Romina Reyes nace en Santiago en 1988. Actualmente, cursa el quinto año de periodismo en la Universidad de Chile. Ha recibido múltiples reconocimientos, entre ellos el primer lugar en los Juegos Literarios Gabriela Mistral (2009) y una mención honrosa en el concurso de cuentos Roberto Bolaño (2007).
Una famosa crítica me dijo alguna vez, de forma pasivo agresiva, que era llamativo que me ganara premios, porque yo no era nadie. O sea, no era del grupo de “los mismos de siempre”. Pero nada me detuvo, y mi exitoso paseo por los concursos literarios culminó en 2013, cuando Reinos ganó el premio a las Mejores obras literarias -los Oscar de la literatura chilena-, entregados por el Ministerio de Cultura. El cheque era por 10 mil dólares, y además se premiaba a la editorial con una compra para las bibliotecas del Estado. Un win-win.
Cuando gané, hice el ejercicio de dividir el monto por los meses que me había dedicado a escribir y editar el libro; cerca de un año donde, mensualmente, me había hecho un sueldo de 800 dólares, que ahora recibía en un solo pago. Confirmé que escribir era un trabajo, y que los premios eran mis honorarios. “Siempre he ganado plata con la literatura”, pensé. Esa idea me quedó rondando por mucho tiempo.

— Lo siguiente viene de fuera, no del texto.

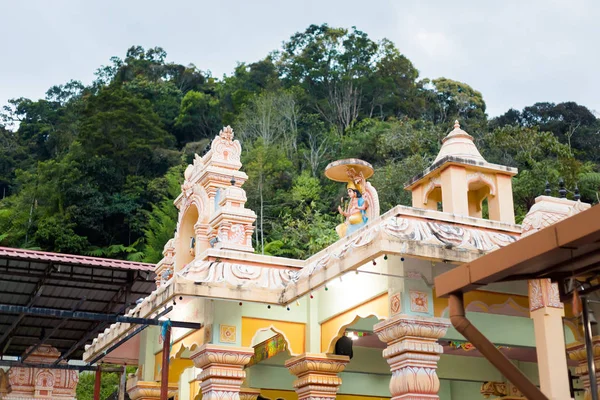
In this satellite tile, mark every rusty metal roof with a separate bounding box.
[0,247,156,359]
[435,205,600,297]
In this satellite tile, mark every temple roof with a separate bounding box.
[433,121,486,164]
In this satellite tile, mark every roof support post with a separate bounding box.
[448,293,549,400]
[581,297,598,400]
[94,368,102,400]
[119,365,127,400]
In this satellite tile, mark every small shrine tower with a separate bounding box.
[155,126,256,286]
[405,121,517,224]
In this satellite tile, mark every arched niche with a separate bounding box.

En Chile no se estila hablar de plata, y quienes tienen más trauma son las personas que ya están sentadas en la mesa del mainstream nacional. Intencionalmente o no, esta omisión perpetúa el ego del “escritor iluminado”, cuando en realidad las condiciones económicas en las que se escribe marcan una diferencia en la comodidad y el tiempo que una puede dedicar a hacerlo. Esto cobra más relevancia cuando se persigue una vida de lesbiana autosuficiente.

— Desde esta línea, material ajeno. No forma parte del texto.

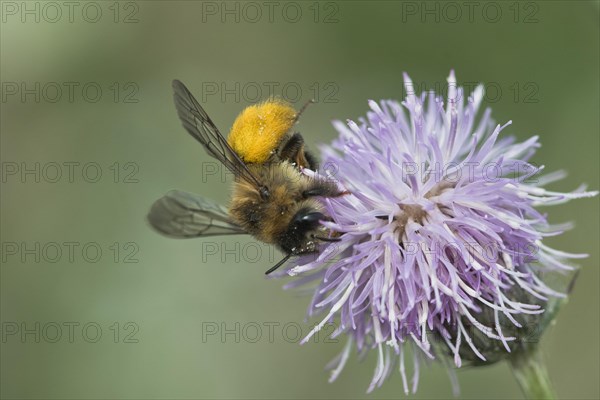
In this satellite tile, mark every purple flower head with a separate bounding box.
[286,72,596,393]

El valor simbólico de ser escritora está más o menos claro: tener cierto aura creativo que te caracteriza y que te permite tener afinidad con otras personas creativas, algo que en mi adolescencia torta apenas usaba como una técnica de seducción. La seguridad del talento se construye desde la autoestima, los comentarios favorables dentro de los talleres y, luego, gracias a los galardones literarios. Distintas validaciones que hacen que la carrera literaria -incierta, desconocida, una apuesta- sea interesante.
Pero algo es claro. No conozco escritor que viva de escribir. Todos (todas) tenemos trabajos que nos sustentan la vida y los adelantos, fondos, premios o pago de derechos se asemejan a un aguinaldo, generalmente de Navidad. Escribir “por amor al arte” quiere decir que existe industria literaria que mueve capitales que se reparten entre editoriales, librerías, distribuidores y escritores, quienes percibimos el 10% de las ventas. Es poco, sí. Y además, es la menor parte.
El incipiente mundo de editoriales independientes mira los premios; muchos y muchas escritoras publicadas han ganado los mismos premios que yo, las y los jurados son escritores chilenos publicados e incluso algunas condicionan la publicación a la obtención de fondos del libro que les permitan financiar diseño, impresión y su propio trabajo. Luego te pagan tus derechos de autora. Pero no te pagan por escribir. Ahí los concursos sirven para recuperar ese tiempo y convertirlo en trabajo.
Y en ese caso, el trabajo se mantiene ad honorem. De todas formas, sigue siendo positivo participar. Porque puedes seguir postulando ese texto finalizado a otros concursos, al igual que Sensini, el personaje de Bolaño que vivió concursando con el mismo cuento, cambiándole el título y pseudónimo.
Supongo que también es una primera prueba a esa otra parte del trabajo, que tiene que ver con la promoción. Un premio es también una premiación: elegir qué me pongo, cómo me peino, si uso o no maquillaje. Es un evento al que se entra con invitación. Un podio al que subir, una autoridad que te saluda y con la que tienes que tomarte una foto. Y por eso, también hay que decidir si te importa o no. ¿Guardo mi diploma o lo dejo tirado en la calle? Yo elegí guardarlos, y fue una forma de abrirme paso en el mundo de la literatura.